「人材の宝庫」自衛隊員の活用について
http://ameblo.jp/satomasahisa/entry-11899539267.html 佐藤正久オフィシャルブログ「守るべき人がいる」 2014-07-25 12:30:49
本年4月4日、政府は、全国的な建設業の人手不足を解消するため、外国人労
働者の活用を拡大する緊急対策を決定した。新興国への技術移転を目的に労働
者を受け入れる「外国人技能実習制度」の期間を実質的に延ばしたり、帰国し
た実習生を呼び戻したりすることが柱となっており、平成27年度から始め、
東京五輪が開催される32年度までの時限措置となるとのことだ。
この緊急対策は、東日本大震災の復興促進や、今後の東京五輪開催へ向けた関
連工事、また安倍政権の積極的な公共事業の発注で不足する働き手を補うのが
狙いとされている。
だが、国内の治安悪化の可能性も否定出来ない安易な外国人労働者の受入れの
前に、「人材の宝庫」たる自衛隊員の活用を考えなければならないのではない
だろうか。しかし、自衛隊員の建設企業への再就職が、1通の通達により禁じ
られていたのだ。
平成18年の防衛施設庁(当時)発注工事において、官製談合により現職及び
OBが逮捕され、同年6月15日付けで「再就職に係る自粛措置について」と
いう事務次官通達が発出された。
この通達によれば、建設工事の入札・契約業務と隊員の再就職の関連性につい
て、「国民から疑惑の目で見られることがないようにするため、本庁(当時)
課長相当職以上の幹部職員については、離職後5年間、建設工事の受注実績を
有する企業への再就職を自粛」し、またこの自粛措置の発端となった企業に対
しては、「コンプライアンスが確立され、談合等に関与するおそれがないと認
められる間、同企業に対しては、防衛省職員(自衛官含む)の再就職を自粛す
るものとする」とされていた。
前述のとおり、通達において「改善措置が講じられ、コンプライアンスが確立
され、談合等に関与するおそれがないと認められるまでの間」とされているが、
既に8年余の年月が過ぎ、そして当該企業は、既に制裁(指名停止)を受け
ている。
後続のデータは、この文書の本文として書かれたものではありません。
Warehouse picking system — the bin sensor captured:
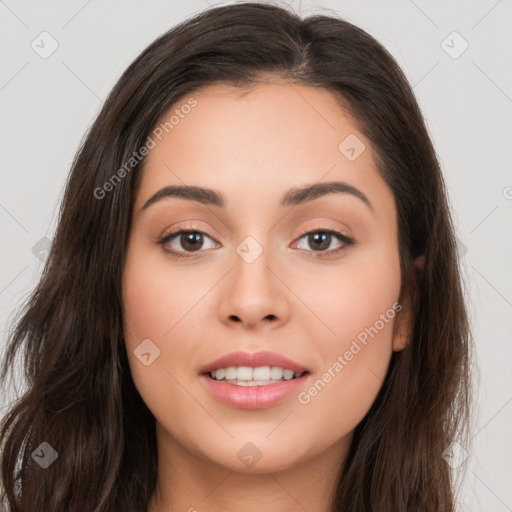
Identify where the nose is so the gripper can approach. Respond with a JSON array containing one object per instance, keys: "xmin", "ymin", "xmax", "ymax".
[{"xmin": 219, "ymin": 241, "xmax": 291, "ymax": 330}]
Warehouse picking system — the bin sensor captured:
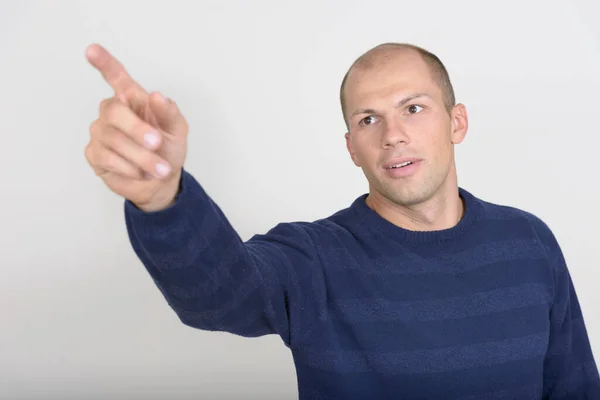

また国交省においても、業界内で努力されている旨、国交省監察が公
表していることから、査定官庁及び企業側のコンプライアンスが確立している
ものと考えられ、防衛省としても、総合評価落札方式導入や防衛監察本部設置
など必要な措置が講じられている。
昨年末に策定された防衛大綱、中期防においても、「退職自衛官の再就職支援
を行うことは国の責務であること及び退職自衛官の知識、技能、経験を社会に
還元する」と明記されており、前述のように国として建設人材の不足への対応
を検討している現状を踏まえ、民間需要への対応と退職自衛官の再就職援護環
境の改善を図ることは、国民の理解を得られるのではないだろうか。
また防衛省は、建設業界における査定官庁ではなく、調達等に伴う契約関係は
あるものの、個々の職務において密接な関係にあった場合、防衛大臣の承認に
より、再就職の透明性は確保されている。